VwGH Ra 2018/18/0075

VwGHRa 2018/18/007521.3.2018

Der Verwaltungsgerichtshof hat durch die Vorsitzende Vizepräsidentin Dr.in Sporrer sowie die Hofrätin Mag. Dr. Maurer-Kober und den Hofrat Dr. Sutter als Richterinnen und Richter, unter Mitwirkung der Schriftführerin Mag. Wech, über die Revision des B A M in W, vertreten durch Dr. Anton Herbert Pochieser, Rechtsanwalt in 1070 Wien, Schottenfeldgasse 2-4/2/23, gegen das Erkenntnis des Bundesverwaltungsgerichts vom 21. August 2017, Zl. L519 1427240-3/10E, betreffend eine Asylangelegenheit (belangte Behörde vor dem Verwaltungsgericht: Bundesamt für Fremdenwesen und Asyl), den Beschluss gefasst:

Normen

AVG §45 Abs2;
B-VG Art133 Abs4;
VwGG §28 Abs1 Z5;
VwGG §28 Abs3;
VwGVG 2014 §17;

European Case Law Identifier: ECLI:AT:VWGH:2018:RA2018180075.L00

 

Spruch:

Die Revision wird zurückgewiesen.

Begründung

1 Der Revisionswerber, ein pakistanischer Staatsangehöriger, stellte am 17. Mai 2012 erstmals einen Antrag auf internationalen Schutz im Bundesgebiet. Als Begründung brachte er im Wesentlichen vor, dass er einerseits von seinem Cousin verfolgt werde, weil er gegen dessen Willen dessen Schwester geheiratet habe, und andererseits ein Abgeordneter von Freunden des Revisionswerbers umgebracht worden sei, weshalb der Revisionswerber in diesen Mord verwickelt worden sei und von der Familie des Opfers verfolgt werde.

2 Das Bundesasylamt (BAA) wies diesen Antrag mit Bescheid vom 30. Mai 2012 ab und den Revisionswerber nach Pakistan aus. Die gegen diesen Bescheid erhobene Beschwerde wies der Asylgerichtshof (AsylGH) mit Erkenntnis vom 18. Juli 2012 als unbegründet ab.

3 Am 2. Jänner 2013 stellte der Revisionswerber den zweiten, nunmehr verfahrensgegenständlichen, Antrag auf internationalen Schutz. Diesen begründete er damit, dass seine Fluchtgründe zwar gleich geblieben seien, jedoch habe er nun die erforderlichen Beweise zur Untermauerung seiner Angaben (diverse Anzeigebestätigungen, Zeitungsberichte, eidesstattliche Erklärungen).

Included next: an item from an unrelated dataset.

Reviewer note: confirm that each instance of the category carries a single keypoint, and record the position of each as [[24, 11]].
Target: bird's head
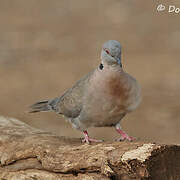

4 Mit Bescheid vom 5. Juli 2013 wurde dieser Folgeantrag vom BAA gemäß § 68 Abs. 1 AVG wegen entschiedener Sache zurückgewiesen und der Revisionswerber nach Pakistan ausgewiesen. Mit Erkenntnis des AsylGH vom 6. August 2013 wurde der dagegen erhobenen Beschwerde stattgegeben und der angefochtene Bescheid behoben.

5 Nach Zulassung des Verfahrens und neuerlichen Einvernahmen des Revisionswerbers wurde der Folgeantrag mit Bescheid des Bundesamtes für Fremdenwesen und Asyl (BFA) vom 4. Februar 2016 zur Gänze abgewiesen, ein Aufenthaltstitel aus berücksichtigungswürdigen Gründen gemäß §§ 57 und 55 Asylgesetz 2005 (AsylG 2005) nicht erteilt, eine Rückkehrentscheidung erlassen und festgestellt, dass die Abschiebung des Revisionswerbers nach Pakistan zulässig sei. Die Frist für eine freiwillige Ausreise betrage zwei Wochen.

6 Die dagegen erhobene Beschwerde wies das Bundesverwaltungsgericht (BVwG) mit dem angefochtenen Erkenntnis als unbegründet ab und erklärte die ordentliche Revision gemäß Art. 133 Abs. 4 B-VG für nicht zulässig.

7 Gegen dieses Erkenntnis erhob der Revisionswerber Beschwerde an den Verfassungsgerichtshof, deren Behandlung mit Beschluss vom 1. Dezember 2017, E 3453/2017-7, abgelehnt wurde. Mit Beschluss des Verfassungsgerichtshofes vom 22. Dezember 2017, E 3453/2017-9, wurde die Beschwerde über nachträglichen Antrag des Revisionswerbers dem Verwaltungsgerichtshof zur Entscheidung abgetreten.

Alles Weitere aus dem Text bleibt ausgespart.